NFL players can be penalized for the big umbrella “unsportsmanlike conduct" infraction, but there isn't an official rule against flopping, and Aikman urged the league to address that during one of his several conversations with Joe Buck over the officiating in the Chiefs' 23-14 victory.
On the same possession where he benefited from his late slide that caused two Texans players to crash into each other, drawing a widely panned unnecessary roughness flag, Chiefs quarterback Patrick Mahomes appeared to try to deke referee Clay Martin's officiating crew into throwing another flag to aid Kansas City's drive, which ended with a touchdown that put the Chiefs up by eight in the fourth quarter.
Scrambling to his left, Mahomes pulled up just as he went out of bounds. When linebacker Henry To'oTo'o tapped him, Mahomes threw himself dramatically to the ground but failed to fool the officials — or impress Aikman, the Hall of Fame quarterback who earlier took umbrage at the roughing-the-passer call against Houston.
“He’s trying to draw the penalty. Rather than just run out of bounds, he slows down," Aikman protested. "And that’s been the frustration, and I get it. I understand it. That’s been the frustration for these defensive players around the league.”

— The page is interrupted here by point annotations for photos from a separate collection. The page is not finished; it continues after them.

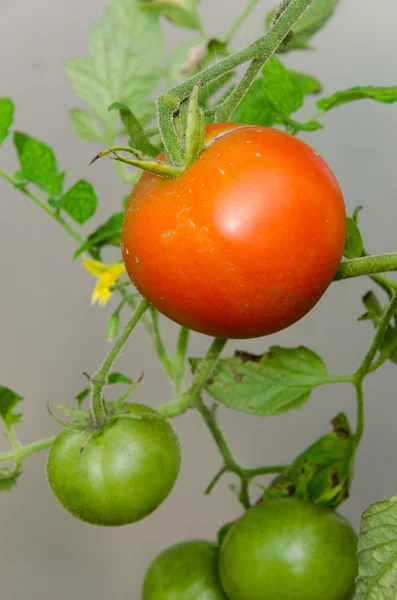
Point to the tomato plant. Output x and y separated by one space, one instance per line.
188 570
235 229
245 242
288 549
118 474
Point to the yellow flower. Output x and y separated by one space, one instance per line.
107 275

Earlier in the drive, Aikman said he “could not disagree" more with the roughing penalty called on To'oTo'o and defensive tackle Folorunso Fatukasi, who smashed into each other and made incidental contact with Mahomes, who was underneath them after his late slide.

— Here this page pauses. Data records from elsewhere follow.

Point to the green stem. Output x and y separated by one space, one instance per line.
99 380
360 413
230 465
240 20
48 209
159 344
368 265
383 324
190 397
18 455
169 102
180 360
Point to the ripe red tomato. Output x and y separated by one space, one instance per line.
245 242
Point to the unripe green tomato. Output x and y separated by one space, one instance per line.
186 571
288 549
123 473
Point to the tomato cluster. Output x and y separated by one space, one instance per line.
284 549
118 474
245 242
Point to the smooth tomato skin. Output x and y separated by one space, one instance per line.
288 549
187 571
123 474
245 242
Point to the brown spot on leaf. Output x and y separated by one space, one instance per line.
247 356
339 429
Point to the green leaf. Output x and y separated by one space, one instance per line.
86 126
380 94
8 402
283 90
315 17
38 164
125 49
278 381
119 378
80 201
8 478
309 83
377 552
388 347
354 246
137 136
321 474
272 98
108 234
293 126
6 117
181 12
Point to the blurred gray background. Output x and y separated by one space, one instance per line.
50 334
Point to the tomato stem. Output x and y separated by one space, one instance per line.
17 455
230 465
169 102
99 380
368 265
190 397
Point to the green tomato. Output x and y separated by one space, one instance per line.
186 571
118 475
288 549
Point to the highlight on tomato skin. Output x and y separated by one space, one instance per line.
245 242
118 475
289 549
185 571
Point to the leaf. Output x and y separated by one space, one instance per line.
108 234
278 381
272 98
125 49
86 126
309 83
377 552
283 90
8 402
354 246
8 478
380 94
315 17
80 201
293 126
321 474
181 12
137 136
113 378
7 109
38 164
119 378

When Martin announced the penalty, Aikman interjected, “Oh, come on!”
“He’s a runner. I could not disagree with that one more, and he barely gets hit,” Aikman said, noting that Mahomes shouldn't have been afforded the extra protections provided quarterbacks in the pocket once he started running on the play. “That’s the second (questionable) penalty now that’s been called against the Texans. … It was a late flag, and it was Clay Martin who threw it.”
“They’ve gotta address it in the offseason,” Aikman added.
ESPN's rules analyst Russell Yurk concurred that no flag should have been thrown on the play.
After the game, Texans coach DeMeco Ryans suggested that his team expected the Chiefs to benefit from the officiating: “We knew going into today it was us versus everybody. And when I say everybody, it's everybody.”
Yurk also disagreed with a roughing-the-passer flag on Texans pass rusher Will Anderson Jr. in the first quarter that erased a three-and-out by Kansas City, which went on to score a field goal on that drive: “It looked like that first contact was to the upper chest area. I didn’t see anything there that supported a foul,” Yurk said.
Martin, the referee, told a pool reporter after the game that on the Anderson penalty, “I had forcible contact the face mask area,” and on the To'oTo'o infraction, when the quarterback slides, “he is considered defenseless. The onus is on the defender. I had forcible contact there to the hairline, to the helmet.”
Walt Anderson, the longtime NFL senior vice president of officiating who moved into a new role as the league's rules analyst and club communications liaison last year, said Sunday that both calls were correct under the current rules.
Anderson said in an appearance Sunday on the NFL Network that it might be up for debate about whether there was forcible contact on the roughing-the-passer flag in the first quarter, but he emphasized that the league's rulebook calls for officials to throw the flag if there's any doubt whether roughing has occurred.
As for the second foul, where Mahomes slid late, Anderson said the two Texans defenders who crashed into each other made incidental contact with Mahomes once he was on the ground, so replay assist couldn't be used in that circumstance to pick up the flag.
Anderson noted that the league's competition committee could revisit either infraction and tweak the rules this offseason.
Aikman, for one, would like to see the league crack down on flopping, as well.